Mike Rowe Opens Up About Anthony Bourdain

News recently broke of Anthony Bourdain passing away, apparently taking his own life. Bourdain was just 61-years-old and award-winning celebrity chef, writer, and CNN TV host who took viewers around the world with his show “Parts Unknown” when his life tragically ended in Paris.

CNN announced in a statement regarding Bourdain’s d***h – “It is with extraordinary sadness we can confirm the d***h of our friend and colleague, Anthony Bourdain. His love of great adventure, new friends, fine food and drink and the remarkable stories of the world made him a unique storyteller. His talents never ceased to amaze us and we will miss him very much. Our thoughts and prayers are with his daughter and family at this incredibly difficult time.”

“Hello Darkness, My Old Friend

On a hot night in 2005, after a long day of spelunking through the septic tanks of Wisconsin, I retired to my suite at the Motel 6, to wallow in the perks of my chosen profession.

First, there was the tepid shower, followed by another. Then, there was the tepid beer, followed by another. Then, I logged into the Dirty Jobs Mudroom, where I planned to chat with fans of my show while watching myself on television, (a narcissistic but mostly harmless habit that eventually got out of control and turned into this Facebook page.) But that’s another story.

Full disclosure – I don’t know Tony well enough to eulogize him. We met a few times, here and there, shared a few drinks, and complemented each other on our respective careers. We disagreed on plenty, but we approached non-fiction television the same way. We both looked askance at rehearsals, scripts, executive oversight, and most of all, second takes. And we both tried to use our platforms to do more than entertain.

A few years ago, at an event in New York, we traded war stories over some better than average bourbon. I asked Tony about the warthog anus he ate in Namibia, and whether or not the subsequent antibiotics did the trick.

“Hard to know,” he said. “By then, I’d developed a kind of natural immunity. What about you? Still keeping the Hep-A at bay?”

“So far so good,” I said. “My problems these days are mostly with PETA.”

Tony laughed. “Don’t get me started. They’ve got a file on me the size of a phone book.”

We talked about the importance of showing people where their food comes from. He told me about the petition against CNN that arose when he removed the beating heart from a snake. I told him about the boycott against Discovery when I shot a cow and butchered it on camera. We talked about the difficulty of producing a truly authentic show with sponsors and advertisers and millions of viewers with competing agendas, and how grateful he was for the chance to deliver the show he wanted to deliver. I told him about the night I saw him choking down the fermented shark in Iceland, back in 2005, and asked him if he ever imagined a scene like that would lead to a Peabody Award. He told me that awards were nice, but never part of the plan.
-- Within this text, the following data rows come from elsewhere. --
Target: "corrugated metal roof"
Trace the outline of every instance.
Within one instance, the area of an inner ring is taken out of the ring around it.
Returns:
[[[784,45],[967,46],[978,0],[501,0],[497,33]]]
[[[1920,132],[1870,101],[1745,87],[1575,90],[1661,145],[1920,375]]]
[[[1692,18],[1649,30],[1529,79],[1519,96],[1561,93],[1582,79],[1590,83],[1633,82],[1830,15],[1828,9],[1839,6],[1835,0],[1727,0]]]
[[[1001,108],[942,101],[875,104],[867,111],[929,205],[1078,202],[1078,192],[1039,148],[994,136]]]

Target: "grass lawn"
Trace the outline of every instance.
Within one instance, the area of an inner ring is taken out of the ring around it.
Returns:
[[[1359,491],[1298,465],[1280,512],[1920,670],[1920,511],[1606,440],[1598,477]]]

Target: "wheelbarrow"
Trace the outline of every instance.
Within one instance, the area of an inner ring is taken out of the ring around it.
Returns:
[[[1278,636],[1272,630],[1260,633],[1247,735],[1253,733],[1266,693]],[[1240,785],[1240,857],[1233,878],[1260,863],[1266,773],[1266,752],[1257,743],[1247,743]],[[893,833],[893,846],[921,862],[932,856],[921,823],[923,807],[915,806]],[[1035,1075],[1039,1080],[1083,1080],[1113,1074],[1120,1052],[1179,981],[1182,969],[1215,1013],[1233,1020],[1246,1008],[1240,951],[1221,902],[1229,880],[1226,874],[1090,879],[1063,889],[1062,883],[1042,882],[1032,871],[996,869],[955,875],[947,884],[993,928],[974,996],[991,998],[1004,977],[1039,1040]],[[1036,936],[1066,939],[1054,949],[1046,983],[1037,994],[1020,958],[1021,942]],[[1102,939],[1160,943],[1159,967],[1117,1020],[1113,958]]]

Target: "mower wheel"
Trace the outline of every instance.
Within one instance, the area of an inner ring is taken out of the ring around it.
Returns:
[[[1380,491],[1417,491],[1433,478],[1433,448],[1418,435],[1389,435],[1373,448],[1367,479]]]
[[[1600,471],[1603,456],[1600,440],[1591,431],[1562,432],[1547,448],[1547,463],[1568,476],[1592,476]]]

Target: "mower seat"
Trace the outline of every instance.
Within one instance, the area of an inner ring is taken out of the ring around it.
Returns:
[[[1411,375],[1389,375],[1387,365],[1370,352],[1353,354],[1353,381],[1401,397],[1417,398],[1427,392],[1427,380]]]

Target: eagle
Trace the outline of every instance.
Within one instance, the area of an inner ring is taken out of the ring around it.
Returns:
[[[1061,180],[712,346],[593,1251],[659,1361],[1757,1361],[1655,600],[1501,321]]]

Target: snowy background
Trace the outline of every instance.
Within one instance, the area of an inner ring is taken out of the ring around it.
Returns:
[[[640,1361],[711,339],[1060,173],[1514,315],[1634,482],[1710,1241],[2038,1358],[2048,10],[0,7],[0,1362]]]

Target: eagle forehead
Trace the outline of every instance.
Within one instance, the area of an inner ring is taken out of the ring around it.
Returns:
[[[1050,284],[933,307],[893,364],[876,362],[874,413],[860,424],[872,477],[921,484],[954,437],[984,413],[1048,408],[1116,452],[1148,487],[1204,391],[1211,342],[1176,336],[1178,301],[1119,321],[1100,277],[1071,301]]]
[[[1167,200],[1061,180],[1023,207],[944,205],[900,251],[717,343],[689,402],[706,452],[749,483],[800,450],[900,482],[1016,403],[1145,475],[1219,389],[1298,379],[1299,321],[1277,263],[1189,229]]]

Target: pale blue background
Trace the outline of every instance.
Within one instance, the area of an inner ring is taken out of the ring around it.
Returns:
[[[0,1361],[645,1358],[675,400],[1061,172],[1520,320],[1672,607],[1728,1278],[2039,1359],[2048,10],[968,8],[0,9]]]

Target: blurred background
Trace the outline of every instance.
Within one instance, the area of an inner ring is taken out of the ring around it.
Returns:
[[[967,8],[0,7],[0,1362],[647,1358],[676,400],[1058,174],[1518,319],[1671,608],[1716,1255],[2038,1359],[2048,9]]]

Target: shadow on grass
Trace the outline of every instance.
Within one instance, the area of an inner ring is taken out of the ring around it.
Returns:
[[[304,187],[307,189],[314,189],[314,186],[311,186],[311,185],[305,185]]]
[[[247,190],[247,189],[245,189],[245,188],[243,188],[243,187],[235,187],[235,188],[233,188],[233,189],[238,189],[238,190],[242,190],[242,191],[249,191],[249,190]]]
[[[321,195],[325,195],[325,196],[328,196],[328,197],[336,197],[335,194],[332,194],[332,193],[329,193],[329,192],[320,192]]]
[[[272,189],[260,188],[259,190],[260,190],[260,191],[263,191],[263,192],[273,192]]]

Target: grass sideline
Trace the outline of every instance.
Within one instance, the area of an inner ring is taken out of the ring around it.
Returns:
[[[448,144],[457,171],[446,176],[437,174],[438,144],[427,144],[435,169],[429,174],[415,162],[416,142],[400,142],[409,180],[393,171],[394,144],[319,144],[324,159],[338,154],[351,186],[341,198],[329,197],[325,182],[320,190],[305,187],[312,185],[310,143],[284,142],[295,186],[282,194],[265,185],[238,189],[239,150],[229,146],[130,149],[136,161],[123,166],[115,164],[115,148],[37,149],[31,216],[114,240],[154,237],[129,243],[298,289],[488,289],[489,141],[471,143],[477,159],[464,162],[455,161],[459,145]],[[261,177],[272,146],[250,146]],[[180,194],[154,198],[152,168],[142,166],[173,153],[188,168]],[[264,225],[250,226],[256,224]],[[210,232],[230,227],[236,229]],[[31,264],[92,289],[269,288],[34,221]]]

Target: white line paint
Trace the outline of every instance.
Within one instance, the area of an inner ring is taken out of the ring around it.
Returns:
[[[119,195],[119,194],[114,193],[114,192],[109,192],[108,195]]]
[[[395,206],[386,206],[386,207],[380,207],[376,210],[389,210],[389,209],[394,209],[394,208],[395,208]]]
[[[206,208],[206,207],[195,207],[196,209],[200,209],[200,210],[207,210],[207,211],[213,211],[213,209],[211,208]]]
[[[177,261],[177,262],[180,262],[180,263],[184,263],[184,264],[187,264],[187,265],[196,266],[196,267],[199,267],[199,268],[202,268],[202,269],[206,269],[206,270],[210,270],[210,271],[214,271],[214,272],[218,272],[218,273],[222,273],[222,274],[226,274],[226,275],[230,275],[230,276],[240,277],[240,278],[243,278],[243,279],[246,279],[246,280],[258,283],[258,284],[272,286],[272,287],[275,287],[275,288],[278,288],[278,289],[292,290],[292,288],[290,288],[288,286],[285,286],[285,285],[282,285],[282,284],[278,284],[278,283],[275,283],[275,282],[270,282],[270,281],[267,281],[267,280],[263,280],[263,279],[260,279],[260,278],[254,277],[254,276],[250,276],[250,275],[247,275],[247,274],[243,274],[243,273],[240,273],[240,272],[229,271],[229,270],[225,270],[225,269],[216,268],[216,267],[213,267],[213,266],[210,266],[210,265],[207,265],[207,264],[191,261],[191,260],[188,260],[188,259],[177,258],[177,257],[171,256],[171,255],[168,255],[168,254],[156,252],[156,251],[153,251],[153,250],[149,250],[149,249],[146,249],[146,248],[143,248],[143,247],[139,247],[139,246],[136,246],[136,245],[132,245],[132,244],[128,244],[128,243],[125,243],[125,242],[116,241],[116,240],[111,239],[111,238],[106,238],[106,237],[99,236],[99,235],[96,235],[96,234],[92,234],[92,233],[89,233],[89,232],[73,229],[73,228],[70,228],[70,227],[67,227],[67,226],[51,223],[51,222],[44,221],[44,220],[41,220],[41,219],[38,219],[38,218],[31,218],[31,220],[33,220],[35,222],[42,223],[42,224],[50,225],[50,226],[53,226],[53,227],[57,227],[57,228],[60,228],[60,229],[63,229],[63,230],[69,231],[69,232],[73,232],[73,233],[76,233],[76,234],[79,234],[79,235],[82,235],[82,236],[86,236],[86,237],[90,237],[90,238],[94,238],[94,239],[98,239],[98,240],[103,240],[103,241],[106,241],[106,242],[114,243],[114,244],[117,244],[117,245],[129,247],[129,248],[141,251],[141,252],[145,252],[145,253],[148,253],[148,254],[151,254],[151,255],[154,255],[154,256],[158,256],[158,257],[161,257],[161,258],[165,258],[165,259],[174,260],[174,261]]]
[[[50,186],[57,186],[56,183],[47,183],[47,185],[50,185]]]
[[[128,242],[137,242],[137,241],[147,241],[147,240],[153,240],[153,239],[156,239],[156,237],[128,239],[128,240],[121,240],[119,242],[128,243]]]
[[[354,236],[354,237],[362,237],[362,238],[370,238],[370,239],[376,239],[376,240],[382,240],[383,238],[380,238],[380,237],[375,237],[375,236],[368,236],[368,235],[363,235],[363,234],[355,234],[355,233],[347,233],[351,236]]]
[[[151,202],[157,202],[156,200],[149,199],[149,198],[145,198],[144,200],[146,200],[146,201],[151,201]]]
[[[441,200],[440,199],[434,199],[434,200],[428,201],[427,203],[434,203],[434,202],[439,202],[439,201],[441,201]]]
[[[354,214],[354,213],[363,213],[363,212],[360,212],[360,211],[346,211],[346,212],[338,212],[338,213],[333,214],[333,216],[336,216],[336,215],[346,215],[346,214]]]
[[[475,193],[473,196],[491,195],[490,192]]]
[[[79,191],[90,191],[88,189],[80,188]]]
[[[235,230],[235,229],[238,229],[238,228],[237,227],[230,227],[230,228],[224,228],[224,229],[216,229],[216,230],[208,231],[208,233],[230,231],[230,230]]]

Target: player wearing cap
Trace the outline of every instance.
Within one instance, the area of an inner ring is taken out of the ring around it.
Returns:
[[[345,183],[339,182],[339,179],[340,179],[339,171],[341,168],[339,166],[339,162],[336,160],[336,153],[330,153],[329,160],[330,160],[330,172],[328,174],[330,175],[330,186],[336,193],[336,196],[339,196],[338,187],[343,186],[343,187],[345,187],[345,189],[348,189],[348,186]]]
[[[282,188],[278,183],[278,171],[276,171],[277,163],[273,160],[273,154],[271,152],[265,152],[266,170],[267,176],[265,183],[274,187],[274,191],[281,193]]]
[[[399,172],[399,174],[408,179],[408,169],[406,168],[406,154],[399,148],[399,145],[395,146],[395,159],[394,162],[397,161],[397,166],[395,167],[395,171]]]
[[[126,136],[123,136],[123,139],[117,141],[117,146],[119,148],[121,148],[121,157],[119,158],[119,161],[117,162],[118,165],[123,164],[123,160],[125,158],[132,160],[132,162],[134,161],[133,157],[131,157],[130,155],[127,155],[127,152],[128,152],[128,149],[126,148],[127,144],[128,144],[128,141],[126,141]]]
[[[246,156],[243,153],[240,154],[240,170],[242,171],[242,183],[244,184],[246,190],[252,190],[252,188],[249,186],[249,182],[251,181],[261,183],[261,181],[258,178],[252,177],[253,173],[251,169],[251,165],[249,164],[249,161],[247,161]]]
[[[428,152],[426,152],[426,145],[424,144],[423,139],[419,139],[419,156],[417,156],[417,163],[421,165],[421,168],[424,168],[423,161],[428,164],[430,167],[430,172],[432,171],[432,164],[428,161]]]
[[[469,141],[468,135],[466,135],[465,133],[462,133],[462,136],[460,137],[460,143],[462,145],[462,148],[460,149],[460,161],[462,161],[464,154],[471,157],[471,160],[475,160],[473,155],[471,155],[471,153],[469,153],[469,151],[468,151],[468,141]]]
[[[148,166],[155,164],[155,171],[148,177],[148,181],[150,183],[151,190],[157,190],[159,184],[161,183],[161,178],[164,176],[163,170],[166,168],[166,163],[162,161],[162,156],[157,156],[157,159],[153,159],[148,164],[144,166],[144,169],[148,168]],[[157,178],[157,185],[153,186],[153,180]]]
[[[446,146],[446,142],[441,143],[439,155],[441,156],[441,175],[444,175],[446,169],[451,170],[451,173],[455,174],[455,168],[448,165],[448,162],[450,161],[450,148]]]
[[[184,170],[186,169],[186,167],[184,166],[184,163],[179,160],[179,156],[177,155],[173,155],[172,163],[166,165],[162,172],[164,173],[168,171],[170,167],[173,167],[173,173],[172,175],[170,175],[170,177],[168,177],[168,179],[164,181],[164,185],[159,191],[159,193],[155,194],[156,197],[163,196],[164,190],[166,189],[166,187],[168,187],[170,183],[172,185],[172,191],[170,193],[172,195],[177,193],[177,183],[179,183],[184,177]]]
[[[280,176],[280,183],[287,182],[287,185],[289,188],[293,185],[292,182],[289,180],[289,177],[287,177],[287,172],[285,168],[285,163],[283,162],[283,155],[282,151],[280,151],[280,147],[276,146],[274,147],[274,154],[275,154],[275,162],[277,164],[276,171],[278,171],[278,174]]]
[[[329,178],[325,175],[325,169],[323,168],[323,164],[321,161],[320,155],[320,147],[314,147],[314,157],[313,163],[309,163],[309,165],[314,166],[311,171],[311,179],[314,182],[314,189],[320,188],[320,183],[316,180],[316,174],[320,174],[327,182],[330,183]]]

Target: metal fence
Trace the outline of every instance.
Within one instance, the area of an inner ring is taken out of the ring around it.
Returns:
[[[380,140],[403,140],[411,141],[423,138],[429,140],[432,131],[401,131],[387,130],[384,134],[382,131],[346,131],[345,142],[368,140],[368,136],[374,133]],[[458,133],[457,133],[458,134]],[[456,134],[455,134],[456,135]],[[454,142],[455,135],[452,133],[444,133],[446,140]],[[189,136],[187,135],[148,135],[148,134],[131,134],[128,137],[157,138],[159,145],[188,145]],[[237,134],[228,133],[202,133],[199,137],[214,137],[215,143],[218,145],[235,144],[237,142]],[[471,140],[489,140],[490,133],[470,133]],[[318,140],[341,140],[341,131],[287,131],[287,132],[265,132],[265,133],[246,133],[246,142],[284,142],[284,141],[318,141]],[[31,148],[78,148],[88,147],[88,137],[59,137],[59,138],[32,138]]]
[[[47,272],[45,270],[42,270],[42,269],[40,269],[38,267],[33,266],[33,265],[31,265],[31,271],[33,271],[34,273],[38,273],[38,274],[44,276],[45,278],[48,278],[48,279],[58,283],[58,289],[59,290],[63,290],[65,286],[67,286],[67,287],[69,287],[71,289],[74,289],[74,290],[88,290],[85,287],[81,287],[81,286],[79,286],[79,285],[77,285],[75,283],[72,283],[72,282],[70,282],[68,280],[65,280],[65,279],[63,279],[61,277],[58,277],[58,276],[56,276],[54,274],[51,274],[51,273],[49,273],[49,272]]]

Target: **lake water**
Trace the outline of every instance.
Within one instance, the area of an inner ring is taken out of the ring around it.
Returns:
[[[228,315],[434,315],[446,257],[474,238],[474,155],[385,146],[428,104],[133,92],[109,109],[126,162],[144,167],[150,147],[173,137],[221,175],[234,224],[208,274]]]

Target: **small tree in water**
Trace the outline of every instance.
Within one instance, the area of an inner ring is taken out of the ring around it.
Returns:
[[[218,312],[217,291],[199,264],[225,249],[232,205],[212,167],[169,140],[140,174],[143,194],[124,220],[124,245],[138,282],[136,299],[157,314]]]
“I was mostly trying to amuse myself,” he said. “I just wanted to do a show that I could be proud of.”

Yesterday, when I heard he’d hung himself, I thought about the first time I saw “No Reservations,” while I was stretched out on that suspicious comforter in a Motel 6 outside Madison. I just found the clip on You Tube, and watched it again – this time from the comfort of a leather sofa, where the only DNA present was my own. I couldn’t help but notice the title of the episode – “Hello Darkness, My Old Friend.”

Old friends, it seems, have a way of reuniting.
Tragically, in this case.

My sympathies to his loved ones, and to his millions of fans trying to make sense of the inexplicable. His was a truly unique voice, and I’ll be among those who miss it.